Demand worries and growing evidence of a slowdown in world economic growth are weighing on most industrial raw materials. The Reuters/Jefferies CRB index shed more than 10 percent, its biggest-ever weekly drop and oil recorded its largest seven-day slip in four years.
The latest blow came from U.S. payrolls data for September on Friday, which showed their steepest rate in 5- years.
The most active Shanghai copper contract December, fell 2,150 yuan, from the previous settlement on September 26, to 51,210 yuan a tonne, its lowest from February 2007. Aluminium and zinc also shed 4 percent falling to 14,905 yuan and 13,670 yuan, respectively.
Shanghai aluminium is at its lowest in almost five years, while zinc is at its weakest since August and was expected to slip below its record low of 13,355 yuan in the next session.
Shanghai copper should see another limit down day on Tuesday, unless London futures manage a heroic turnaround.
"Copper should also fall by its limit tomorrow, which will be raised to 5 percent, but I am not so sure about zinc, which might have a little room to trade," a dealer in Shanghai said.
"I think December copper will bottom out around 48,000 yuan. That will attract some consumers but many more will wait to see how much more LME can fall before buying in larger quantities."
While Shanghai was closed, London Metal Exchange copper lost 15 percent as investors tumbled out of commodities, driven by a surge in the dollar and growing worries that demand was slowing significantly.

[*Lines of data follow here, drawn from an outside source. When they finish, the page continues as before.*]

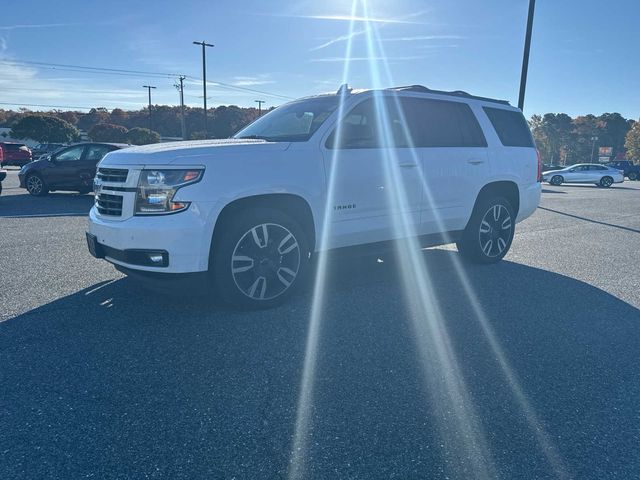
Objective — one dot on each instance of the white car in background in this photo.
(600, 175)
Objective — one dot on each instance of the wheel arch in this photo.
(291, 204)
(505, 188)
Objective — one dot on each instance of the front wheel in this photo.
(489, 233)
(556, 180)
(259, 258)
(35, 185)
(606, 182)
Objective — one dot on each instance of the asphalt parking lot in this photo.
(539, 378)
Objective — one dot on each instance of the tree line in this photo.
(223, 121)
(565, 140)
(559, 138)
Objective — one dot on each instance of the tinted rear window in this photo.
(511, 127)
(438, 123)
(13, 146)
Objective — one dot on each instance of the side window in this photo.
(96, 152)
(440, 123)
(72, 154)
(511, 127)
(357, 128)
(409, 122)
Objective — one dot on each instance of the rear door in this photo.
(87, 165)
(65, 165)
(578, 174)
(453, 153)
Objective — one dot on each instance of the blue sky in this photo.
(584, 56)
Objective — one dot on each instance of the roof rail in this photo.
(456, 93)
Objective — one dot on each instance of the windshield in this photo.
(294, 122)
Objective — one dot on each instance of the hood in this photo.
(190, 152)
(36, 164)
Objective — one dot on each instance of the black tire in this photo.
(487, 239)
(36, 185)
(606, 182)
(557, 180)
(264, 273)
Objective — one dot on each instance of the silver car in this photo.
(600, 175)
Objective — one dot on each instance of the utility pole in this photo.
(525, 58)
(180, 88)
(204, 83)
(149, 87)
(594, 139)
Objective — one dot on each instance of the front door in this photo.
(373, 181)
(64, 171)
(87, 166)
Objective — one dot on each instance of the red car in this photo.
(14, 154)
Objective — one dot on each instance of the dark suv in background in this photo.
(43, 149)
(14, 154)
(71, 168)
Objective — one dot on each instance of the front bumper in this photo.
(183, 239)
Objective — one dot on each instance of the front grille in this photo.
(117, 175)
(109, 204)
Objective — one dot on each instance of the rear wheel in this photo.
(35, 185)
(606, 182)
(259, 258)
(556, 180)
(489, 233)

On Monday, LME copper fell 4.7 percent to $5,730 by 0640 GMT, holding above the previous session's low of $5,680, its weakest since February 2007, and more losses may be in store.

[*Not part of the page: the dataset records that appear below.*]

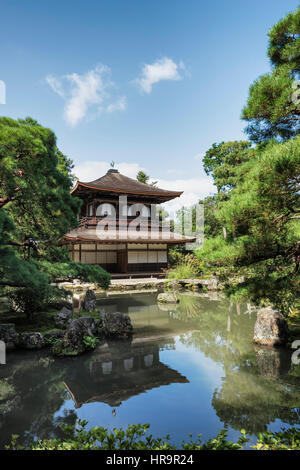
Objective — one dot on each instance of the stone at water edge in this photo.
(270, 328)
(90, 301)
(9, 335)
(168, 298)
(116, 324)
(64, 317)
(77, 330)
(273, 362)
(34, 340)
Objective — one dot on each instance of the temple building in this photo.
(119, 228)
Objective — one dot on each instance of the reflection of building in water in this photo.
(120, 370)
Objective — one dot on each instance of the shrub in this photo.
(136, 437)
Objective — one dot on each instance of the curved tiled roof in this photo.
(115, 182)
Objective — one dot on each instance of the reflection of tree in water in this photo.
(259, 385)
(36, 393)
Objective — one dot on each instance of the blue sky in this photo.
(148, 84)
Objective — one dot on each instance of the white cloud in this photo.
(55, 84)
(194, 188)
(119, 105)
(162, 69)
(91, 170)
(85, 93)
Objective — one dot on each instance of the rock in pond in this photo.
(270, 328)
(90, 301)
(116, 324)
(34, 340)
(51, 336)
(168, 298)
(78, 329)
(8, 335)
(64, 317)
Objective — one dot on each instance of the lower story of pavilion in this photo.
(122, 258)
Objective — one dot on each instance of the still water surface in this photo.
(190, 368)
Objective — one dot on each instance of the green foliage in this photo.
(261, 220)
(258, 200)
(222, 160)
(136, 437)
(288, 439)
(36, 209)
(143, 178)
(187, 267)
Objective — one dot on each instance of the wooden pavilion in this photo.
(118, 226)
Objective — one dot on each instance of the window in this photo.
(105, 210)
(90, 210)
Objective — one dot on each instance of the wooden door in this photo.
(122, 261)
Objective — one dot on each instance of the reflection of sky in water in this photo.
(208, 362)
(176, 409)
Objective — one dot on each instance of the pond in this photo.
(189, 368)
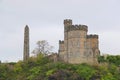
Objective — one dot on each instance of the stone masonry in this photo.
(77, 46)
(26, 43)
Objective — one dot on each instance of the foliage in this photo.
(42, 68)
(42, 47)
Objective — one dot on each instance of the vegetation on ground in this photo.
(43, 68)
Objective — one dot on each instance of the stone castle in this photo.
(78, 46)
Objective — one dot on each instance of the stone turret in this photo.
(26, 43)
(78, 47)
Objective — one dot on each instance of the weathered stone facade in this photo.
(78, 46)
(26, 43)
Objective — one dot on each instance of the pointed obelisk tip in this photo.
(26, 27)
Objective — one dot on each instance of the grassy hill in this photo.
(42, 68)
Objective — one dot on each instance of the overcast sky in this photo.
(45, 20)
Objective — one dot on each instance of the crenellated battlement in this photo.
(77, 27)
(92, 36)
(68, 21)
(61, 42)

"We have lowered our forecast for cash copper in the fourth quarter to $5,500," analyst Yingxi Yu at Barclays Capital said.
She said the difference between the price of copper on the LME and the cost of production remained wide, giving copper potential to fall further before producers shut down operations.
"If you look at copper in relation to other base metals, prices are still much higher than the marginal cost of production than other metals."
She said the marginal cost of production was around $3,100 a tonne, but added the market remained tight and prices were unlikely to fall that far.
The passage of a $700 billion bailout bill by U.S. lawmakers on Friday did little to lift copper, but analysts said perceptions of the macroeconomic outlook, and how the bailout package will affect the broader economy, would be key influences on commodity price direction.
The gap between Shanghai's third-month copper futures versus the London benchmark, including China's 17 percent value-added tax, moved into a premium of 5,150 yuan from a discount of 2,022 yuan before the break.
Dealers said the premium would narrow as Shanghai caught up with the steep decline in London, but it was hard to say whether it could be sustained. In early September, the difference flipped into a premium for the first time since January, before reversing after a couple of weeks.
LME aluminium fell $42 or 1.8 percent to $2,297, while zinc shed 3.2 percent.
"Most (aluminium) smelters in China are not making money at these prices, while on a global basis, prices are close marginal costs," Yu said.